Ik gunde Dibbes alles wat zij wilde en zij gunde het mij. Een sfeer van onuitputtelijk trouw zijn aan elkaar, wat je zo kan hebben met een dier. Ik noem het nu gunnen. Toendertijd waarschijnlijk zag ik dat als “alles samen en alleen”. Ik zag geen verschil. Het verschil kwam door de buitenwereld.
Soms verwar ik het begrip gunnen met het “voor wat hoort wat” principe. Dat is denk ik voor diegene die niet onbaatzuchtig kunnen gunnen of geven. Bijvoorbeeld, Ik kan blij worden voor een spelend gezin dat ik zie genieten in het “Golden Hour” van de laatste gouden zonnestralen van de dag. Ik mis het enorm maar ik gun het hun net zoveel als dat ik het mijzelf gun. Ik voel een kracht in mijzelf opkomen dat ik kan geven terwijl ik er zelf zo naar verlang. En nu juist in dat geven ervaar ik de troost en aandacht voor mijn eigen emotie van gemis. Ik gun eigenlijk als het ware hun en mijzelf een ‘cadeau’.

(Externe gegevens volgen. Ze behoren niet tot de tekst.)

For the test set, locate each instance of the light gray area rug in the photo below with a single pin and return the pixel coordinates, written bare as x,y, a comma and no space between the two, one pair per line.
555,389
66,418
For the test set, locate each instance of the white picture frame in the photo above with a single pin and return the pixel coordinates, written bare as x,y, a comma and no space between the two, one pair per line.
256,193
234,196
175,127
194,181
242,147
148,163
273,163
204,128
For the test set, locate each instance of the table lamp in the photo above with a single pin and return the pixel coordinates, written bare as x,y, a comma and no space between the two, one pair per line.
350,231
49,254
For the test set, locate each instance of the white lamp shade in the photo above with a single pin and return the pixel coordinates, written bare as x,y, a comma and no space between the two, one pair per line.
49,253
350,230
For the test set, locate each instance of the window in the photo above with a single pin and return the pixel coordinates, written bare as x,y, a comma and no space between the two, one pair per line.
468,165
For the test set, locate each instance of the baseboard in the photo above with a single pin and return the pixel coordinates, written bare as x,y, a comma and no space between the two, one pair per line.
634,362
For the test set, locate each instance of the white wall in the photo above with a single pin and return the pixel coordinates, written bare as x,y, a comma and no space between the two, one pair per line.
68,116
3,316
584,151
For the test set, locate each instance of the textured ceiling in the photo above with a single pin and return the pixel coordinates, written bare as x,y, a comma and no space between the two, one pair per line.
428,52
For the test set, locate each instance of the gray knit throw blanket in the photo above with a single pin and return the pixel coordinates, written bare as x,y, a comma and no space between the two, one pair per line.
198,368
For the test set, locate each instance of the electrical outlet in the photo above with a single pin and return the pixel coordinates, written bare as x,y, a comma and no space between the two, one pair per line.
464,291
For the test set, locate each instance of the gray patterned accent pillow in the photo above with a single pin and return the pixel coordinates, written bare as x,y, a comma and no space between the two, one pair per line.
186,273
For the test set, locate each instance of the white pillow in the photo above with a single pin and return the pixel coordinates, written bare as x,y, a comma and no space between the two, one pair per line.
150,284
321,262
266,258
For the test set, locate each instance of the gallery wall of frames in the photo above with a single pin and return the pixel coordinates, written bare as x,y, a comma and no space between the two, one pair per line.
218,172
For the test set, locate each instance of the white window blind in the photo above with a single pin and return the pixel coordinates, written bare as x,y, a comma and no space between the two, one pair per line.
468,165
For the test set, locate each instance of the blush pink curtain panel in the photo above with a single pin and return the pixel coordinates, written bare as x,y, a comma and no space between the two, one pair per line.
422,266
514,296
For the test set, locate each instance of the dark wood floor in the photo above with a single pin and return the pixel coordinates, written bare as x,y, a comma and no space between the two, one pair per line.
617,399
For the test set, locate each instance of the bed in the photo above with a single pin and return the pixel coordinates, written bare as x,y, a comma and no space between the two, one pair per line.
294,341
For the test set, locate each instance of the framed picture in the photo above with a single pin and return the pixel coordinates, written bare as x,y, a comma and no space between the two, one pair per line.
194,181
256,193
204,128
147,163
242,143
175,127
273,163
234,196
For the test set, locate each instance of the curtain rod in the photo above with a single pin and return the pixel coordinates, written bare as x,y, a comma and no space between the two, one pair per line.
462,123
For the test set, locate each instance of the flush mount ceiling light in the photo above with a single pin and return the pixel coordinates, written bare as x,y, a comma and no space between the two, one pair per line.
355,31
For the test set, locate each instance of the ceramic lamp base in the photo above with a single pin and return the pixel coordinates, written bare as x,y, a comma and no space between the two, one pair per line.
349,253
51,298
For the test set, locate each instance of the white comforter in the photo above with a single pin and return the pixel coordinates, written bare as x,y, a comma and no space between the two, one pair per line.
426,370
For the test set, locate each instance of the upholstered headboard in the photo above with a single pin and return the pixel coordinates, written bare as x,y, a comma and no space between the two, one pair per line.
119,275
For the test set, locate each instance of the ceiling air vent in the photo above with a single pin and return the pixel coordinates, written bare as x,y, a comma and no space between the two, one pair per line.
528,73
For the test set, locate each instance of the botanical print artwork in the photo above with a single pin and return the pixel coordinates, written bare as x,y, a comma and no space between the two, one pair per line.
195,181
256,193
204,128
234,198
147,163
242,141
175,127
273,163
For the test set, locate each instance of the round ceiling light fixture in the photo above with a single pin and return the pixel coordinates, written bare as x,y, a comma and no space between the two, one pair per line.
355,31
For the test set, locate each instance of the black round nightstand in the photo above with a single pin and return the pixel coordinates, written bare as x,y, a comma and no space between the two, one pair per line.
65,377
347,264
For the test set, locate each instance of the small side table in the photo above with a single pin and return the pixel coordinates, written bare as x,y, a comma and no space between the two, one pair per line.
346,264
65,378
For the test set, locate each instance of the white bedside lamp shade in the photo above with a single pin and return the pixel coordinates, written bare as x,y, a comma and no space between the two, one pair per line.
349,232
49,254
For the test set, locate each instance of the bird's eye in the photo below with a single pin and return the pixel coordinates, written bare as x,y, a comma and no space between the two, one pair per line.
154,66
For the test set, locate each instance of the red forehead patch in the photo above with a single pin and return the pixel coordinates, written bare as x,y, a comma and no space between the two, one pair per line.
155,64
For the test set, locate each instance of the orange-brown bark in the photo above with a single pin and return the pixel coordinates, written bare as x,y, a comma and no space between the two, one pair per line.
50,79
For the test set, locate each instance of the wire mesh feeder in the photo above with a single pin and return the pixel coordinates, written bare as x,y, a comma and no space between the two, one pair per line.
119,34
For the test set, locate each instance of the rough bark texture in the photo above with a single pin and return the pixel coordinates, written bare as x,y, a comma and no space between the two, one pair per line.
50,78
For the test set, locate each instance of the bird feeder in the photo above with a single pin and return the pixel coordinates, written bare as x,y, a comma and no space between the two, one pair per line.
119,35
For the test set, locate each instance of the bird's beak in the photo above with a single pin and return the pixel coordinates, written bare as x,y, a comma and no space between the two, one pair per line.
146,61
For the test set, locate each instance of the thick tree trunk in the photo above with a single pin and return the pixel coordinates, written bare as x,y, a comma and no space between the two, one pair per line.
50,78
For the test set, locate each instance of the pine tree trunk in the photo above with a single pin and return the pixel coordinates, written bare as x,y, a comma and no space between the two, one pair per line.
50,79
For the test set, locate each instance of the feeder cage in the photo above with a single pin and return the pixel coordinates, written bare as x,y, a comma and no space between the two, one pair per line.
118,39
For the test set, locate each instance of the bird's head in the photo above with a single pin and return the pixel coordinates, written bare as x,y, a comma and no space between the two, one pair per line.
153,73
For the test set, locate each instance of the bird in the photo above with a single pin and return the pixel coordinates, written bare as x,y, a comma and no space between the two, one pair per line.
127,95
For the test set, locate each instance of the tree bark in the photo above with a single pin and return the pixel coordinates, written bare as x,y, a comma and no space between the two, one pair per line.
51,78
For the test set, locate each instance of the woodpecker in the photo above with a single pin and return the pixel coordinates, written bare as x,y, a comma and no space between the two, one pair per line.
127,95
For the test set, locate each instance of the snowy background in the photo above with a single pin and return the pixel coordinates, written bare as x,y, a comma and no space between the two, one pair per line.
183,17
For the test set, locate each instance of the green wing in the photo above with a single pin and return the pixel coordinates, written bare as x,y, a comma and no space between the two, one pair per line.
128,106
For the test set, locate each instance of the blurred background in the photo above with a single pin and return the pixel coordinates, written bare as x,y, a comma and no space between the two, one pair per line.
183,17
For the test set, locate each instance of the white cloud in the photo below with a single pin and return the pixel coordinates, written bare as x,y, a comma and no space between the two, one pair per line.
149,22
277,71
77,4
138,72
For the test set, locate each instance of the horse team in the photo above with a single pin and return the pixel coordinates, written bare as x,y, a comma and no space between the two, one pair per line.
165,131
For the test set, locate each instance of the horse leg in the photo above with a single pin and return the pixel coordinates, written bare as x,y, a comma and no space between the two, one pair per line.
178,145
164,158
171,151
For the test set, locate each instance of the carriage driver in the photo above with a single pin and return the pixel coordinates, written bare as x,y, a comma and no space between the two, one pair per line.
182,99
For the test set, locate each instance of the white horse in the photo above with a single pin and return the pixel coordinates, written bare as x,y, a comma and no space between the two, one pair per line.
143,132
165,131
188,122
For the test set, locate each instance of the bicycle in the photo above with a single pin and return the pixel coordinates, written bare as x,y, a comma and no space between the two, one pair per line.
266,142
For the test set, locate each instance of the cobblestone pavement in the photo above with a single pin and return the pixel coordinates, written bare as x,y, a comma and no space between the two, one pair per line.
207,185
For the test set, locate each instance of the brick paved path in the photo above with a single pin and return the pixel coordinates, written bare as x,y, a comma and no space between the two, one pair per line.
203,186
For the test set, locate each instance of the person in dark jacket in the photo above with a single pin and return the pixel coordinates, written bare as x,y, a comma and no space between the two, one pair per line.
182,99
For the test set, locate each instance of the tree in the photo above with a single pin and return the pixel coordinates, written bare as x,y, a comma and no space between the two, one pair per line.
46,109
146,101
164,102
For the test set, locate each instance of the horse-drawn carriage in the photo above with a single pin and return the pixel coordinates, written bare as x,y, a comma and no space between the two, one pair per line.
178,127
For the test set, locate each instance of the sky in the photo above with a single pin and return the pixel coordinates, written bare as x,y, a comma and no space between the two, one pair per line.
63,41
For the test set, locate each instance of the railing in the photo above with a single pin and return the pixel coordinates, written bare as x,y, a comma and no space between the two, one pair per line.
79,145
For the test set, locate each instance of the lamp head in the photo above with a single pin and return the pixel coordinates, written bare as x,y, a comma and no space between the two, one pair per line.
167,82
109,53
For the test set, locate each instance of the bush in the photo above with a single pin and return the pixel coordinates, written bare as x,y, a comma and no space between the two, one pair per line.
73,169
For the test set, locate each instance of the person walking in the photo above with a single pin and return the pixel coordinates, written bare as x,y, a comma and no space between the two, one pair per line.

Gunnen gaat voor mij om het ontdekken van je eigen behoefte. Met het uitspreken van ‘mijn behoefte’ ben ik nog niet zo goed. Ik heb het eigenlijk ook nooit geleerd of om mij heen goed waar kunnen nemen. Deels omdat ik het begrip behoefte niet zo goed herken, maar ook deels omdat ik niet geleerd heb om te luisteren naar mijn innerlijke behoefte. Ik merkte dat ik de pijnscheuten die ik ervaarde tijdens de plotselinge confrontatie met mijn behoefte gebruikte om maar vooral mijn behoefte niet uit te spreken. Ik wilde als het ware niet door de pijn heen gaan en haar echt lijden. Ik voel dat in die reactie van het vermijden soms ook een vermijden van gunnen teweeg brengt. Een onbewust proces, waar je, als je het eenmaal doorhebt, beter op gaat letten. Het toelaten van die pijn heb ik leren zien als een ‘zelf-gun’ moment. Ik moet zeggen, dat achteraf deze pijn toch meeviel. Ik dacht dat ik zou vervallen in een ravijn van ellende en dat alcohol nog de enige reddende engel zou zijn die mij eruit kon halen.

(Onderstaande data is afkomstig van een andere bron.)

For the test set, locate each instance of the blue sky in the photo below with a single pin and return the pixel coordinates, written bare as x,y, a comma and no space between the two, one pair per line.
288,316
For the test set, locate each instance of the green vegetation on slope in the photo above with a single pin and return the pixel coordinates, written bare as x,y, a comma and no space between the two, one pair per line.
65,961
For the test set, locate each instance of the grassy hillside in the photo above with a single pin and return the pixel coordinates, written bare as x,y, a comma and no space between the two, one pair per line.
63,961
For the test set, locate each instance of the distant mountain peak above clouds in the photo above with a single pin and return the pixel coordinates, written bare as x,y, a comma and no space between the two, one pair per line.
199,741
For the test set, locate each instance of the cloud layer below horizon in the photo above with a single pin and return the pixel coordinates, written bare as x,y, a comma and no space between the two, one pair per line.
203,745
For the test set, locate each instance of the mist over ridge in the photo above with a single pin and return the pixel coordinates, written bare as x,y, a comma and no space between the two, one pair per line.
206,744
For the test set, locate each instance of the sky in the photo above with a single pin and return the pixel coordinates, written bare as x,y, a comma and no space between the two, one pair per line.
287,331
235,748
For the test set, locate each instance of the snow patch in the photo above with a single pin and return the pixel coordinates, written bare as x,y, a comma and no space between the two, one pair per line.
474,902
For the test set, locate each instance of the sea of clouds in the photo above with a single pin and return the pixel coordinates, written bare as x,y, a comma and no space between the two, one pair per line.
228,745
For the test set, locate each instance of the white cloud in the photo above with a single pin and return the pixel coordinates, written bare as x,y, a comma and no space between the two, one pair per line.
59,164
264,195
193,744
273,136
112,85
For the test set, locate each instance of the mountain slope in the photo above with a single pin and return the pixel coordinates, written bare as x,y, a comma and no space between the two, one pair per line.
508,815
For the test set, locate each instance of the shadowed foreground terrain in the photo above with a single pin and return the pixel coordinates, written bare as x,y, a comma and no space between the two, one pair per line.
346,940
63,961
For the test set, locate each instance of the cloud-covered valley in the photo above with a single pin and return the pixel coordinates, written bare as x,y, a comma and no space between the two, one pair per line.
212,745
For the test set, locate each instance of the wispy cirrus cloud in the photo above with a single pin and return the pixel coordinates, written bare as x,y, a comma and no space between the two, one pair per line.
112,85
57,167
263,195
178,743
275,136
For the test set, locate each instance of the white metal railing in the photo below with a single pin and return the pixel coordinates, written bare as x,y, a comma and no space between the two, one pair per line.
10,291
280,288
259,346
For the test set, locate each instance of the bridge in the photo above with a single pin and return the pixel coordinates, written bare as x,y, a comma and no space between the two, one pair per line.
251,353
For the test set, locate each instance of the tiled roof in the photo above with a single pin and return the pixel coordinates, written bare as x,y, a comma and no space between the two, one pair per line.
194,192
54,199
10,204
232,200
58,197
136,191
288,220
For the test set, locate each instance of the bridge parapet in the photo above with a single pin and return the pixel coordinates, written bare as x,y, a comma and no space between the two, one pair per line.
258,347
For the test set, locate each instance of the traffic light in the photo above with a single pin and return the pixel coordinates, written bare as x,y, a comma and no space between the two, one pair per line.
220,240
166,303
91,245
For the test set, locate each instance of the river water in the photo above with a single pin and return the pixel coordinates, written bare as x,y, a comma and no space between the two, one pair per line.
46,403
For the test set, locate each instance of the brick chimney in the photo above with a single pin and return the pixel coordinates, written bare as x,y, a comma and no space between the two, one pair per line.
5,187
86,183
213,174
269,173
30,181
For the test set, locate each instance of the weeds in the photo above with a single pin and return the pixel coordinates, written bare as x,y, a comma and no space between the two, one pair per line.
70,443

Ik heb mijzelf eruit gehaald en ik heb door de tranen heen de kracht gevonden die kennelijk al in mij was. Ik kan het nu beter delen en noem het Gunnen of noem het een cadeau aan jezelf geven.
En waarom?
Ik begrijp soms egoïsme niet zo goed, net zoals ik empathieloos door het leven gaan of het alleen maar jaloers zijn op iedereen of boos blijven op de buitenwereld niet begrijp. Het de schuld vooral maar verleggen naar de buitenwereld en ver van jezelf.
Ik denk terug aan Dibbes, ik denk terug aan het feit dat hij er ‘gewoon’ was en deelde zonder er bij na te denken. Zo direct vanuit het hart zonder zelf in de weg te staan. Ik dank hem dat hij mij geleerd heeft dat je kunt zijn en gunnen zonder het zelf te bezitten. Dat je toch los en onafhankelijk kunt blijven van het geven en dat je er niets voor terug wilt ontvangen omdat het gunnen alleen al een cadeau aan jezelf is.